Reducing the max step and using a variable step handler did not improve things (actually made it worse and a lot slower). What I don’t understand is why there are any residuals. If I run the same propagation twice, with the same settings I am getting the exact same results. The BLSQ algorithm is also just running the same propagation (though the start and end date are shifted by 1s from what I can tell in the code), so I would expect no residuals on the first iteration. If I try it with only using two observation (the start and end of the propagation), so there will not be any errors introduced due to the fixed step handler, I am still getting similar results.

Are our expectations for BLSQ too high?

The 1s is bothering me. Can you track down where it comes from?

Sure:

org.orekit.estimation.leastsquares.AbstractBatchLSModel#value

    if (isForwardPropagation()) {
            // Propagate forward from firstDate
            parallelizer.propagate(firstDate.shiftedBy(-1.0), lastDate.shiftedBy(+1.0));
        } else {
            // Propagate backward from lastDate
            parallelizer.propagate(lastDate.shiftedBy(+1.0), firstDate.shiftedBy(-1.0));
        }

From what I can see, firstDate is the date of the chronologically first observation, last date is the date of the chronologically last observation

And what happens if you remove this shift (or collapse it to say 1.0e-9s or something if 0 does not work)?

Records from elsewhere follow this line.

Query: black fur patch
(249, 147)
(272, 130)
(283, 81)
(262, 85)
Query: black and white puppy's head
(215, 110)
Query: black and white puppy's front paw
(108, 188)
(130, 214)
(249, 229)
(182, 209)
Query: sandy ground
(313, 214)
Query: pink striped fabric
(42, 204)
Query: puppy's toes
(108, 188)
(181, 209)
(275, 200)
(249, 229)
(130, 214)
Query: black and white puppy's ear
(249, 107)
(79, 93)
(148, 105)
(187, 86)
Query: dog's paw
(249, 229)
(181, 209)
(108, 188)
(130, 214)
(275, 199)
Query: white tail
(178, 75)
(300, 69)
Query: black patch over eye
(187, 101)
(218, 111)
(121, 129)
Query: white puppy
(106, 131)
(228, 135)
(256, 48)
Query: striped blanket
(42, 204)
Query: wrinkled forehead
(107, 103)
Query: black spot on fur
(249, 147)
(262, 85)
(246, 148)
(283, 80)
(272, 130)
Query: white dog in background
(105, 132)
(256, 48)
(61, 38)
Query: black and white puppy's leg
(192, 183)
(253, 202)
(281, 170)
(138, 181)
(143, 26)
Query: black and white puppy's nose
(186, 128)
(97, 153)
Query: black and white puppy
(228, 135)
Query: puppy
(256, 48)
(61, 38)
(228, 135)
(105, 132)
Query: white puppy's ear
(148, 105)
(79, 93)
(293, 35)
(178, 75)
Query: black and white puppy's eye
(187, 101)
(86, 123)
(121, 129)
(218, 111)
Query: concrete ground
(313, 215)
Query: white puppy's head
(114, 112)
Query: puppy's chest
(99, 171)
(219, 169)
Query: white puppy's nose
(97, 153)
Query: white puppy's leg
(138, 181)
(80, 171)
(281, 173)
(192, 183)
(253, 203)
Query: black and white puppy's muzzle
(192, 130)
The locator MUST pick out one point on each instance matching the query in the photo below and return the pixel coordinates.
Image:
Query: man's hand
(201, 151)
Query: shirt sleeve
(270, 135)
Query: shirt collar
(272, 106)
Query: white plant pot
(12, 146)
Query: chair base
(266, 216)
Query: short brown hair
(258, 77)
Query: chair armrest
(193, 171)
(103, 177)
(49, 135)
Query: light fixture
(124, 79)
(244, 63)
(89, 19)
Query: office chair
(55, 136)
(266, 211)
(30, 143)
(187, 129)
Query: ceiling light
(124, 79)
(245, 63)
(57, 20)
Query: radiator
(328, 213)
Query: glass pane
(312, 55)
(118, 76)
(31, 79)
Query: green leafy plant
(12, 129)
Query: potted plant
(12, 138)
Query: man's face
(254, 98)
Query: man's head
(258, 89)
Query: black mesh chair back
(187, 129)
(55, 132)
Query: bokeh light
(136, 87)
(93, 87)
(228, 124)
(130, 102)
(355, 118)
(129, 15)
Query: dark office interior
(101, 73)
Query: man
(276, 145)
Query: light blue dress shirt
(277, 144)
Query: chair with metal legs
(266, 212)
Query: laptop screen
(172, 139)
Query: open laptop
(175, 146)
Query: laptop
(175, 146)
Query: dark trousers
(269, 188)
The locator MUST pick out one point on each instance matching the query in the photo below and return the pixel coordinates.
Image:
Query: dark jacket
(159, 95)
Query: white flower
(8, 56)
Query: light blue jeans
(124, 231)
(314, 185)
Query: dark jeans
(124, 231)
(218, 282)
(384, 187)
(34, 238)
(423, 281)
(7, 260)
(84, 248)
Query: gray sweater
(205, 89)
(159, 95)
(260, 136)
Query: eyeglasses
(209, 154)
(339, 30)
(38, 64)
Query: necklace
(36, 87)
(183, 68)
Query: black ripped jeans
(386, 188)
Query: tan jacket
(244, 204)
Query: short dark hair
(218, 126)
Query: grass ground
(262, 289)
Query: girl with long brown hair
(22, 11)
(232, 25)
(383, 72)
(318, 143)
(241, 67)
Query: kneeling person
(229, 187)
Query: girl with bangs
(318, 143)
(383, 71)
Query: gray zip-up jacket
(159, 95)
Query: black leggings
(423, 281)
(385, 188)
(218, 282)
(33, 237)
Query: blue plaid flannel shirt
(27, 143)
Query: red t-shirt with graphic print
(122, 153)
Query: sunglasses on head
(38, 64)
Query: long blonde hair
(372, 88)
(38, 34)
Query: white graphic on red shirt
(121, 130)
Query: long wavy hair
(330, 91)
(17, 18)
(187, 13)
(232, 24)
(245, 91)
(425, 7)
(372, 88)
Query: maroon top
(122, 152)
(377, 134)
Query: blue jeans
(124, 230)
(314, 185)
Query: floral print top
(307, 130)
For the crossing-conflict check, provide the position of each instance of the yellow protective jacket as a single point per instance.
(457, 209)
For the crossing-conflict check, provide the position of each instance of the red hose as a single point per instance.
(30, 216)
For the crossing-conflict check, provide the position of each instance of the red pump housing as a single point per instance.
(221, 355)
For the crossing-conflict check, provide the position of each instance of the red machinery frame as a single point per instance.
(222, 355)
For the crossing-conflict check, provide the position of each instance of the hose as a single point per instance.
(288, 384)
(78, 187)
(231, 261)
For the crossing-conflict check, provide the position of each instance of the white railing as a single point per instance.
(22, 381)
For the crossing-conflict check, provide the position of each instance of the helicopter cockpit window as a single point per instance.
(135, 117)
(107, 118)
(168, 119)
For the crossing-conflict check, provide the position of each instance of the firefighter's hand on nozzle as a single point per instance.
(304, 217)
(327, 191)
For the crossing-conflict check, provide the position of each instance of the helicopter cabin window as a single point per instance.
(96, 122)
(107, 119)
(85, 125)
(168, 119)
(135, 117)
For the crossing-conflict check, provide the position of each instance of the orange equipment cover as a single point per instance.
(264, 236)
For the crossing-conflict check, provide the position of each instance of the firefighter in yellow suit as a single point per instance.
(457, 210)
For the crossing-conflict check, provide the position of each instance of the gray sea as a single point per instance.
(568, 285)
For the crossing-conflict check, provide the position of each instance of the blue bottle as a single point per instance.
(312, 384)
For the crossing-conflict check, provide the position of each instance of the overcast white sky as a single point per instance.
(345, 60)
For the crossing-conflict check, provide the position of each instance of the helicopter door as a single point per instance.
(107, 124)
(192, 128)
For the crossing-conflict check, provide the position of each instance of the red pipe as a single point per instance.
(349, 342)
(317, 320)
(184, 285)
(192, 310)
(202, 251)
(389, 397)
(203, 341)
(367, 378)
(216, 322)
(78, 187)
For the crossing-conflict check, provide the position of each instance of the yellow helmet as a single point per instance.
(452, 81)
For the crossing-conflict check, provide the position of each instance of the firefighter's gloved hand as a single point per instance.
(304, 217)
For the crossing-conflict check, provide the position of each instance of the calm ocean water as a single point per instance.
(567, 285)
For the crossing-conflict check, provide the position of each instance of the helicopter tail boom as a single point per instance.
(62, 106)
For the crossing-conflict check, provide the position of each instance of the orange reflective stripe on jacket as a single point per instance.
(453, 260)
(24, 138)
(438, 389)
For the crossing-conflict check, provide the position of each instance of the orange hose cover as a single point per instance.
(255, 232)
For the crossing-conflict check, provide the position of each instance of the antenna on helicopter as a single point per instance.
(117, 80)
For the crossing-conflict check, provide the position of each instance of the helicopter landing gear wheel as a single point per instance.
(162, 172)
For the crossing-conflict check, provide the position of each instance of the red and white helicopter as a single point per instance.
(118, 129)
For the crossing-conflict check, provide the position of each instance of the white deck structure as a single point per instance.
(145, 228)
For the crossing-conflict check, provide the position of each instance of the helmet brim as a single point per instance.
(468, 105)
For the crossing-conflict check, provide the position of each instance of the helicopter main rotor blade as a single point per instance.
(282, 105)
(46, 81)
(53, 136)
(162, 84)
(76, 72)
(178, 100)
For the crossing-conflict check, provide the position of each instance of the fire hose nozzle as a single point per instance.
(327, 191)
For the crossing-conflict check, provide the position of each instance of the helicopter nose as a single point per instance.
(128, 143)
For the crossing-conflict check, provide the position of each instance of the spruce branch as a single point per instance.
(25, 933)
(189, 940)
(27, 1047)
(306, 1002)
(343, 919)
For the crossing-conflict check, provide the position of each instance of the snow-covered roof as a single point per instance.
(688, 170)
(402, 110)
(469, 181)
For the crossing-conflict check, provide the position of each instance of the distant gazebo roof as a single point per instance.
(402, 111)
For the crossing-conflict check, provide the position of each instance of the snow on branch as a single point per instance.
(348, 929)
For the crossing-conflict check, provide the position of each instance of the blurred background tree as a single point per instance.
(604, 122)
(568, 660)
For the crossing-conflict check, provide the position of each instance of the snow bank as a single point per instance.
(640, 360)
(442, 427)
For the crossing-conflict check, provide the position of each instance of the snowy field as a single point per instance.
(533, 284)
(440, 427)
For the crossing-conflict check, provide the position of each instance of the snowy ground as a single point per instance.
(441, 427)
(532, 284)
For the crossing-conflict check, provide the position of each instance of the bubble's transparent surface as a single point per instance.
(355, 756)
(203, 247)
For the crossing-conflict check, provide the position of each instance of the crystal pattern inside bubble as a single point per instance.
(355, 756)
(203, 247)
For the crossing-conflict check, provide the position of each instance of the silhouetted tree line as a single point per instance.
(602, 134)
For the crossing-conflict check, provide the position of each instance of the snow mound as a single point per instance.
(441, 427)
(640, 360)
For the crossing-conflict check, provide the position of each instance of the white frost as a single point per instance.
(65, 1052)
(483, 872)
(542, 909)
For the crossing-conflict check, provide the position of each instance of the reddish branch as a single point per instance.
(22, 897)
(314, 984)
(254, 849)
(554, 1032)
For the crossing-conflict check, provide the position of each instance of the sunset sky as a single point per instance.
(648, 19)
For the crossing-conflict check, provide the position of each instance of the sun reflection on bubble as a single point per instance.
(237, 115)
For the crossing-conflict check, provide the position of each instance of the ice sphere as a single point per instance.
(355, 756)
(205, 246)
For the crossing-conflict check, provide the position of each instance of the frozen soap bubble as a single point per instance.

Or even better replace the first date by your own propagation date

Took me a while, I had to deploy a version of Orekit locally with those offsets removed. I did however try it with only two observation and this 1s offset removed, with reduced the position and velocity error to 1e-12 when using no force models. With force models enabled, no real difference.

I am beginning to suspect that we are expecting too much precision out of this process.

Hello there,

Just double checking: you are using the same OrbitType (and if applicable PositionAngle) in your propagation and orbit determination?

Also, are you using the tolerances function in NumericalPropagator? If yes, bear in mind that the output will be slightly different when called with the initial or final orbit.

Cheers,
Romain

Both propagation and BLSQ are using Cartesian Orbit and all in the same reference frame (GRCF). Tolerances is used with a dP of 1e-9

I agree 1.0e-5m is asking for very, very high accuracy, well beyond realism of physical models, but this is the sort of things we look after in Orekit as the computation accuracy should go beyond models. One of our driving goals is that the implementation details (threshold, algorithm, step size…) should induce errors that are several orders of magnitude below physical models, so at the end the limiting factor is the physical model. Here, we are in this ballpark: 1.0e-5m is most probably acceptable as nobody expects satellite position to be accurate at 0.01mm level. But I would like to understand what creates this 0.01mm difference.

For a realistic scenario, I also do not expect this kind of precision, our input data won’t even be close to this precise. But this was a validation test to make sure we implemented things correctly and I kinda expect to get the exact same result (aside from rounding errors) when I am feeding in the exact correct settings for the propagation. The the values I’m seeing are way beyond rounding errors

Yes, and this is something that bothers me.